# Adertising Data


In [None]:
import warnings
# conventional way to import pandas 
import pandas as pd
import seaborn as sns
import statsmodels.formula.api as smf
from sklearn.linear_model import LinearRegression
from sklearn import metrics
from sklearn.model_selection import train_test_split
import numpy as np

# allow plots to appear directly in the notebook
%matplotlib inline
warnings.filterwarnings(action="ignore", module="scipy", message="^internal gelsd")

### Load the dataset

In [None]:
# read data into a DataFrame
data = pd.read_csv('http://www-bcf.usc.edu/~gareth/ISL/Advertising.csv', index_col=0)
data.head()

What are the **features**?
* TV: advertising dollars spent on TV for a single product in a given market (in thousands of dollars)
* Radio: advertising dollars spent on Radio
* Newspaper: advertising dollars spent on Newspaper

What is the **response**?
* Sales: sales of a single product in a given market (in thousands of widgets)

In [None]:
# print the shape of the dataset
data.shape


There are **200 observations**, and thus 200 markets in the dataset.

In [None]:
# visualize the relationship between the features and the response using scatterplots
sns.pairplot(data, x_vars=['TV','Radio','Newspaper'], y_vars='Sales', size=7, aspect=0.7)

## Questions About the Advertising Data
Let's pretend you work for the company that manufactures and markets this widget. The company might ask you the following: On the basis of this data, how should we spend our advertising money in the future?

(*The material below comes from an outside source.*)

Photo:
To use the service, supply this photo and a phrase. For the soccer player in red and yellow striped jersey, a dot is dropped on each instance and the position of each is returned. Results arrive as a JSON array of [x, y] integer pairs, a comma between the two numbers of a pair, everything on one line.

This general question might lead you to more specific questions:

1. Is there a relationship between ads and sales?
2. How strong is that relationship?
3. Which ad types contribute to sales?
4. What is the effect of each ad type of sales?
5. Given ad spending in a particular market, can sales be predicted?

We will explore these questions below!

## Simple Linear Regression
Simple linear regression is an approach for predicting a quantitative response using a single feature (or "predictor" or "input variable"). It takes the following form:
$y = \beta_0 + \beta_1x$

What does each term represent?
* $y$ is the response
* $x$ is the feature
* $\beta_0$ is the intercept
* $\beta_1$ is the coefficient for x

Together, $\beta_0$ and $\beta_1$ are called the model coefficients. To create your model, you must "learn" the values of these coefficients. And once we've learned these coefficients, we can use the model to predict Sales!

## Estimating ("Learning") Model Coefficients
Generally speaking, coefficients are estimated using the least squares criterion, which means we are find the line (mathematically) which minimizes the sum of squared residuals (or "sum of squared errors"):

![Estimating coefficients](images/estimating_coefficients.png)


What elements are present in the diagram?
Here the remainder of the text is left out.